Contrary to popular opinion, the world is not becoming more complex — the opposite is true. The fact that we create 2.5 quintillion bytes of new data per day simply means we are more capable than ever of identifying, analyzing and simplifying the complexities that come with immense amounts of information.
This capability is Big Data, and it is transforming industries worldwide. Ninety-three percent of companies worth more than $250 million rate it as either "important" or "extremely important" in their day-to-day operations. However, the obstacles are as significant as the opportunities.
Capitalizing on Big Data is a struggle. And the first stumbling block for most enterprises is trying to scale storage capacities to match Big Data's wide footprint. After all, data cannot become "big" unless it can be effectively accumulated, and it cannot become useful unless it is properly managed and analyzed. Overcoming this hurdle requires a forward-thinking approach based on the emerging concept of "big storage."

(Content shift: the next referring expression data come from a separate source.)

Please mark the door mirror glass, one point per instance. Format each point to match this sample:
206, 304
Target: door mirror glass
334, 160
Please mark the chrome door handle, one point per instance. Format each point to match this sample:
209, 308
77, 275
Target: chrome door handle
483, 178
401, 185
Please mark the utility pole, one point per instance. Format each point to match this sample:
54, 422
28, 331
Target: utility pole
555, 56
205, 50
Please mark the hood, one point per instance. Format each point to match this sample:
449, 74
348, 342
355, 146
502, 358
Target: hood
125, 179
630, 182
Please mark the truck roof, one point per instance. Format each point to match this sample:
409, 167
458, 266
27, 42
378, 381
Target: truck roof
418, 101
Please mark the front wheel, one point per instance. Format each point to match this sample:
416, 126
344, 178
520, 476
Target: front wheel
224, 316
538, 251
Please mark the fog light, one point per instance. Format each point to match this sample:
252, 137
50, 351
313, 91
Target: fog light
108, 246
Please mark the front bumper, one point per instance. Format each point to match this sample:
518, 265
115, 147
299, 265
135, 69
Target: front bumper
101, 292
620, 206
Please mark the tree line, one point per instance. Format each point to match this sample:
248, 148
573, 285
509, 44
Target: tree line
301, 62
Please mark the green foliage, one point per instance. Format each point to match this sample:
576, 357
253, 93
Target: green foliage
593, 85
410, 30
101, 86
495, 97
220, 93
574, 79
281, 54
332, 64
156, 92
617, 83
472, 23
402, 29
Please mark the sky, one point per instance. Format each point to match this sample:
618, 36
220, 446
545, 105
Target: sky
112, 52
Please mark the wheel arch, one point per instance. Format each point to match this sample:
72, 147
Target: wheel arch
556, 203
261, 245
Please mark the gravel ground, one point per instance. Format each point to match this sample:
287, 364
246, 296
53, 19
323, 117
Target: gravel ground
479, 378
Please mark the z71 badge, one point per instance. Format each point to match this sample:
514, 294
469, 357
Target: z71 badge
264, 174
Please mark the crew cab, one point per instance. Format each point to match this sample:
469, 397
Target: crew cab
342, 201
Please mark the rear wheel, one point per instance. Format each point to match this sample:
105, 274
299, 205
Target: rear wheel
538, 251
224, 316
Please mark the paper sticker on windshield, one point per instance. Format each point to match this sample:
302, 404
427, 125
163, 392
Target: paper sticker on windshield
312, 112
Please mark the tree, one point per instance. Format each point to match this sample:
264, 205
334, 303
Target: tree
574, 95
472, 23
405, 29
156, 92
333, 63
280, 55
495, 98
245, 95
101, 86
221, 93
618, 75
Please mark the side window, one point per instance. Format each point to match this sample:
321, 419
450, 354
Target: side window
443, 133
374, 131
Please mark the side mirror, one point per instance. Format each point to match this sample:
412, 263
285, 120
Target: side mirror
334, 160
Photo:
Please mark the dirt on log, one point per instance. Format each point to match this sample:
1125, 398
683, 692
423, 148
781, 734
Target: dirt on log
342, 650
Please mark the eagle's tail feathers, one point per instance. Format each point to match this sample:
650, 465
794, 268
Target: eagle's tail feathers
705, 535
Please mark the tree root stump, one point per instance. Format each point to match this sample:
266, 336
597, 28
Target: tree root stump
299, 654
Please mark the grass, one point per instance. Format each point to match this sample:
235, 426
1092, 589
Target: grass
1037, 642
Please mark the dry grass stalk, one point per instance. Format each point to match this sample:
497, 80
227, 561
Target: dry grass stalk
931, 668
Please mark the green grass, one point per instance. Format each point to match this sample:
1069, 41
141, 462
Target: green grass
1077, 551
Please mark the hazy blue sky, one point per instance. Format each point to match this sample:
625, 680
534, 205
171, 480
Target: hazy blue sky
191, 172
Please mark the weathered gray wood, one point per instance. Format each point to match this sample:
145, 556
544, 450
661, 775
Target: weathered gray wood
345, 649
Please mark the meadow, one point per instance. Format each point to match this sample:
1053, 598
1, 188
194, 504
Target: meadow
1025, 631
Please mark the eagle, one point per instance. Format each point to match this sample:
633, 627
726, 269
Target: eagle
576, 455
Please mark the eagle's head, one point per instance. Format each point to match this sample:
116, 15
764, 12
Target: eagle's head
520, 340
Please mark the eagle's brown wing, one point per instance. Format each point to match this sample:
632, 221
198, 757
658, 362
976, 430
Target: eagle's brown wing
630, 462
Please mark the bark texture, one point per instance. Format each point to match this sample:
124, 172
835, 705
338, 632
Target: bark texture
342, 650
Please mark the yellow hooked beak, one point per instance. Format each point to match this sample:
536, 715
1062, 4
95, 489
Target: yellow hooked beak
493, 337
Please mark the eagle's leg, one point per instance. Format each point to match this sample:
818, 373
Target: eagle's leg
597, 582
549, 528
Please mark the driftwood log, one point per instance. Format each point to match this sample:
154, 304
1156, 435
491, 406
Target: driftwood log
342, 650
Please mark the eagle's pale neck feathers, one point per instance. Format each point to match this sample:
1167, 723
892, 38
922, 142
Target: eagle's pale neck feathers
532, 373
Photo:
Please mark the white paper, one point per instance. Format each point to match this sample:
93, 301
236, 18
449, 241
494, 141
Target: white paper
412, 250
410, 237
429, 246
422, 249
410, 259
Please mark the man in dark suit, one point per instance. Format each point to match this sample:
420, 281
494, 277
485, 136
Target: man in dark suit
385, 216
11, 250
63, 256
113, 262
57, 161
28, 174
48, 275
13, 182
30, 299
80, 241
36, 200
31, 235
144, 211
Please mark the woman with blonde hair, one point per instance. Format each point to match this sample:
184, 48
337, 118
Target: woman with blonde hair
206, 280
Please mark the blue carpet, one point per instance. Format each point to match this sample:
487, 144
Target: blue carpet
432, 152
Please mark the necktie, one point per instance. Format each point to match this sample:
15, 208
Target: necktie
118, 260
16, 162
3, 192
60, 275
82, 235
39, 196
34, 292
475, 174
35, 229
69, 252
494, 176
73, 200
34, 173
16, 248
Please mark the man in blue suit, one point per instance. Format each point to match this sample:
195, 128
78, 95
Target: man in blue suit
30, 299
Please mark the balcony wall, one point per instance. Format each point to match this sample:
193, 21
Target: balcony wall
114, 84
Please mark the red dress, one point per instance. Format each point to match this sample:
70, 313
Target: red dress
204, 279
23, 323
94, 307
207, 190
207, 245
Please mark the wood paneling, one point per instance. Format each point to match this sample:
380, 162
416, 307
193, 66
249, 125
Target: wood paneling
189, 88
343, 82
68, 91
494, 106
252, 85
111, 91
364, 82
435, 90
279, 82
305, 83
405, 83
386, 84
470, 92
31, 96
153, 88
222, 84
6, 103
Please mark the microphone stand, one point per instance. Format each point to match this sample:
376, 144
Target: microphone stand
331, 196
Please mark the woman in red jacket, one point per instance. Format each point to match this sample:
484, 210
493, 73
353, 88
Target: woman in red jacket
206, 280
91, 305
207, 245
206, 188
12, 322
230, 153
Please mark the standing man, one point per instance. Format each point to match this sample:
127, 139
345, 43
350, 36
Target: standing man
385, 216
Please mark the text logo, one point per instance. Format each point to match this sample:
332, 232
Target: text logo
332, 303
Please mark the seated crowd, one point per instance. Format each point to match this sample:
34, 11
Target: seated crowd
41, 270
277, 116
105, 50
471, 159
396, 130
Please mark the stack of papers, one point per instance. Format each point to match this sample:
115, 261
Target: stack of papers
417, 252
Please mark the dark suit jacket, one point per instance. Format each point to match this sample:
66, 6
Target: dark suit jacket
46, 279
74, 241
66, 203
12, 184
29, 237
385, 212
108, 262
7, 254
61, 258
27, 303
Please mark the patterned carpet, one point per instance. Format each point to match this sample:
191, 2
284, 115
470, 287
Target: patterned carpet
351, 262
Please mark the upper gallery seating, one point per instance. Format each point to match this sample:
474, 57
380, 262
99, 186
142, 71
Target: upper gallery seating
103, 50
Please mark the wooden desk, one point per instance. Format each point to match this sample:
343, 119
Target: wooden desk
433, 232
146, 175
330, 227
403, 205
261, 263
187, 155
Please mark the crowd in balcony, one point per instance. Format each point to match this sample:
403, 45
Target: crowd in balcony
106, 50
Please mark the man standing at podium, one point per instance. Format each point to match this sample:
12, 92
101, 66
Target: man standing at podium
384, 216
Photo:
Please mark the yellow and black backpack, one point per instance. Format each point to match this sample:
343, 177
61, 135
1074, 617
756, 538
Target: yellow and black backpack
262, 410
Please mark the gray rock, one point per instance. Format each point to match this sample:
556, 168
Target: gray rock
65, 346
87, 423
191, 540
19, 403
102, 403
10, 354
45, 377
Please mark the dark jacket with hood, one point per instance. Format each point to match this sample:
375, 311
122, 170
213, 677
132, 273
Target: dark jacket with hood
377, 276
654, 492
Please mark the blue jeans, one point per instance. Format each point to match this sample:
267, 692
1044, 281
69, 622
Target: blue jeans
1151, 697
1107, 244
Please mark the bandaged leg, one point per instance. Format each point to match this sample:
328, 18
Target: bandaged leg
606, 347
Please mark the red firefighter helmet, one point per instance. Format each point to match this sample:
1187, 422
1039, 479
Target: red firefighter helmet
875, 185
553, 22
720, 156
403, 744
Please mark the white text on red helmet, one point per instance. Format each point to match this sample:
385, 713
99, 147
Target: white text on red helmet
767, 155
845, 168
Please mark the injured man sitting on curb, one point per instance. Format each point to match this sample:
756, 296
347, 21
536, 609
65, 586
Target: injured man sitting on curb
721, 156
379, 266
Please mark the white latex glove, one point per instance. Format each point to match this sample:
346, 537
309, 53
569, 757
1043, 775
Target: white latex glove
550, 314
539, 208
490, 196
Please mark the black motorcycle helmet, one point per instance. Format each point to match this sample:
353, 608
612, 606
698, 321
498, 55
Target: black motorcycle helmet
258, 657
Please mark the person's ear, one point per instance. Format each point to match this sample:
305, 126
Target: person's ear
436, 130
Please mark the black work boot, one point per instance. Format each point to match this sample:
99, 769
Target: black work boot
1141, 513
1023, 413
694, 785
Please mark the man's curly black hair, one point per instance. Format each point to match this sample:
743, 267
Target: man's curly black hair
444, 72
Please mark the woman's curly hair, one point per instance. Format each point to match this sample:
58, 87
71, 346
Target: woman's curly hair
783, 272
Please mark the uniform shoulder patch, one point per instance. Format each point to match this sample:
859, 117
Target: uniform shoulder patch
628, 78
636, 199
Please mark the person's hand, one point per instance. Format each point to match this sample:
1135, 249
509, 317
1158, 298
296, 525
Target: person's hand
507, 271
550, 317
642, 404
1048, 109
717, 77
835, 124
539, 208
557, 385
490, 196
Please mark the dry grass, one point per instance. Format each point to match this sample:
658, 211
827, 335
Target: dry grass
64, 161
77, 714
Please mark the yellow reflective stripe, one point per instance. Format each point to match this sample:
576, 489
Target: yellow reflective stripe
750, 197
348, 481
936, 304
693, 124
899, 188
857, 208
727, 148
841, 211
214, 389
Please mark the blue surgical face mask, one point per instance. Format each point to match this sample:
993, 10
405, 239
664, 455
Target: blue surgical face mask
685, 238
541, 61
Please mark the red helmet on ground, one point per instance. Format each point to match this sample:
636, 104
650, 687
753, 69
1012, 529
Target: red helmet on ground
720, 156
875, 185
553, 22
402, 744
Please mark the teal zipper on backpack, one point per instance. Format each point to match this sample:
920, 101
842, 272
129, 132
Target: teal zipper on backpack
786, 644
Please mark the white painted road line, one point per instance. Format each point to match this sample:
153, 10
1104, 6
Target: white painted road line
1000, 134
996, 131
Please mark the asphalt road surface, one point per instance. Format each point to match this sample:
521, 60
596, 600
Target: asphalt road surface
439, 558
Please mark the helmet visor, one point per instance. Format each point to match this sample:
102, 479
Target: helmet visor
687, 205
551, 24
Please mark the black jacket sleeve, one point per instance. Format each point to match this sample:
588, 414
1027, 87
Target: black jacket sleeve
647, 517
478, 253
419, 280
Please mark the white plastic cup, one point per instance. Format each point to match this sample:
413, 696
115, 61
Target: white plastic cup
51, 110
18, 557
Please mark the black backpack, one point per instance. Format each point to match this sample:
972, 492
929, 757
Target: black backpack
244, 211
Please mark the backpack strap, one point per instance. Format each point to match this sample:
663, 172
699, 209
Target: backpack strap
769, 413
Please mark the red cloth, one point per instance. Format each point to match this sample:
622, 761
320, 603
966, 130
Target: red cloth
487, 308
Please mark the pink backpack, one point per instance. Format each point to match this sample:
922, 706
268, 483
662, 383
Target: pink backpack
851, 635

Despite the widespread reliance on Big Data, many enterprises still use legacy storage solutions designed to meet 20th-century data requirements. Up to 53% users reported that the performance of their storage solutions is no longer adequate, according to Tintri's 2015 survey of 1,000 data center professionals.
These legacy systems — such as network attached storage systems — are not only cumbersome, but also difficult and expensive to upgrade. In addition, they generally lock companies into continuing to purchase expensive, proprietary hardware that cannot evolve with the needs of the business and are simply not suited to accommodating the depth and breadth of Big Data.
The data is too, well, big, and its variety of file types surpasses the capabilities of outdated technology. As a result, something as seemingly benign as data storage often proves to be a major inhibitor of growth.
This explains why so many forward-thinking leaders are moving to a new software-defined storage paradigm in search of a scale-out solution that will not bottleneck under Big Data's weight.
Big storage is an alternative uniquely capable of meeting the requirements of Big Data. It allows the establishment of a vast "data lake" that's free of file hierarchies and restrictive load limits and that's accessible by Hypertext Transfer Protocol.
Rather than straining to meet the needs of the present, big storage must be designed to exceed the needs of the future.